The Bruins were desperate for someone who didn't need a GPS to find the back of the net, but Chiarelli was wary about how Satan would fit into the defense-first mold of coach Claude Julien's team, which ranked second in goals against this season (2.33). So Bruins management studied tape of Satan in the 2009 playoffs. All 215 shifts. "He showed a good compete level," Chiarelli insists. "That's what we based his signing on." Although the money was light, it came with a no-movement clause, a dealmaker given Satan's experience with the Pens. "I know after Pittsburgh that a lot of people were saying I was done," Satan says. "I know that was a wrong judgment."
Satan played with brio in Vancouver despite suffering a gash to the palm of his right hand just before the Olympic break, an injury that kept him out of Slovakia's first two matches. Not everyone in Bruins management was thrilled that Satan jetted west with his bandaged hand, but Chiarelli says the Olympic tempo was remedial, allowing Satan's legs to catch up with his brain. He scored a game-winner against Norway and was a significant contributor on an aging Slovak team that beat Russia in the round robin, upset Sweden in the quarterfinals and played for a medal.
If a nice Olympic run and nine regular-season goals for Boston were not necessarily harbingers of a memorable spring, the three he scored in the final five games were telling. "He's a pretty unemotional guy," says Islanders goalie Martin Biron, a former teammate in Buffalo, "but the way to figure out what's going on with Miro are the celebrations."
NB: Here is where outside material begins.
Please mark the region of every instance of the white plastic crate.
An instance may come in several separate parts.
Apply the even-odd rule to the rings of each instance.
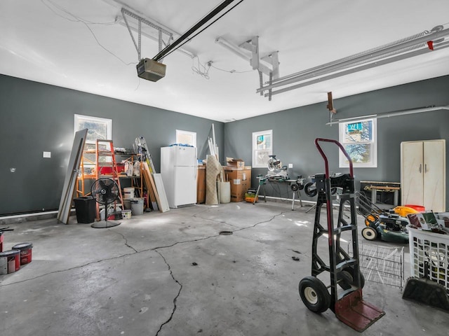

Satan's goal celebrations are often memorable. After scoring the series winner against the Sabres in Game 6, he did a little dance-and-run number that was as '70s as disco. But in the long list of Satan-ic goal celebrations, that one cedes pride of place to the time he crawled on the ice after a double-overtime playoff winner for Buffalo against Ottawa in 1999. He once threw his glove on the ice after ending a lengthy goal drought and beat it with a stick to knock out the remaining cement. Says Lucic, "It's like almost every goal he scores is the biggest goal ever."
For a player whose career was slipping from afterthought to invisible, that may be true. Satan says the celebrations are unscripted, not unlike a postseason in which the three top Eastern Conference seeds (Washington, New Jersey and Buffalo) lost in the first round. The Bruins helped clear the path with timely goals, but Julien knows there is room for improvement. At the beginning of each practice in the Buffalo series, a Bruins coach would cover roughly the bottom third of the net with rectangular black pads, forcing players to lift their shots. The Bruins then switched to drills in which they shot deliberately into the pads, simulating a butterfly goalie making an initial save, and worked on roofing rebounds from in close.
The Bruins' first-line right wing was adept at this drill because . . . well, this Satan's work never did involve idle hands.